The individual heart-shaped boxes of chocolates and Valentine’s Day cards provided my kids a greater-than-expected distraction from eating breakfast and finishing their morning preparations for school.

The night before, a last-minute invitation threw a curve in our typical school vigil organization routine when our five-year-old Benjamin’s basketball coach invited him and his teammates to attend the Wichita State University men’s basketball game.  Consequently, in the morning we were scouring to find three red shirts the kids got to wear with jeans as a reward for a successful blood drive. Meanwhile, Gianna was scrambling to finish her last few Valentines card.

Despite their protests and requests for one minute more, I had to insist that everyone stop what they are doing, brush teeth, and get in the van to avoid getting pink tardy slips.

As we backed out of the drive, I saw a flurry of papers swirl in the air on the passenger side of the van.  My husband had accidently left a stack on our vehicle.  I urged Ian to collect the papers.  As soon as the van door was closed, I put my foot on the gas as we sped off to school.
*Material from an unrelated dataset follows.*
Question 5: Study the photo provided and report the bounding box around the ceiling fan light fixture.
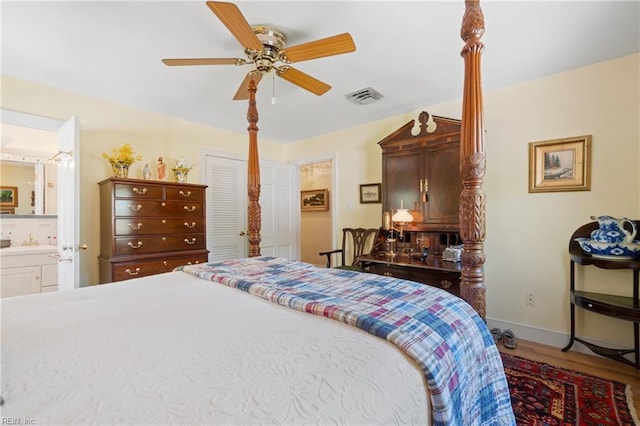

But looking in the rear view mirror Ian had only collected a third of Joe’s papers.  The rest were scattered at the end of the driveway.  I quickly assessed my options: do I go back and pick up the papers, making the kids be late for school, or since there was no wind do I leave them there and pick them up when I get back?  It was a rare occasion that I did not bring my cell phone with me, so I couldn’t call Joe to alert him about the papers.  I opted to take the kids to school and come back for the papers.

But when I drove back down our street there were no trace of the papers.  Joe freaked when I told him and went into panic looking for the critical documents.  I felt bad and started to second guess my choice.

Looking at the lose –lose propositions I had to pick from, I concluded that my contribution to the chaos was the razor-thin margins I often have in my life.  If we had some extra time to buffer the distractions, I would have been in a position both to pick up all of my husband’s papers and get the kids to school on time.
Joe walked in the kitchen, relieved with a handful of papers.  He told me that we have a neighborhood angel.

I’m still working out how to show each member of my family consideration and love while juggling everything else.   I’m grateful God still provides the heavenly support we often need to make things work.

Catholic Women’s Guide to Healthy Relationships Tip:  Do the margins in your life allow you to love under pressure?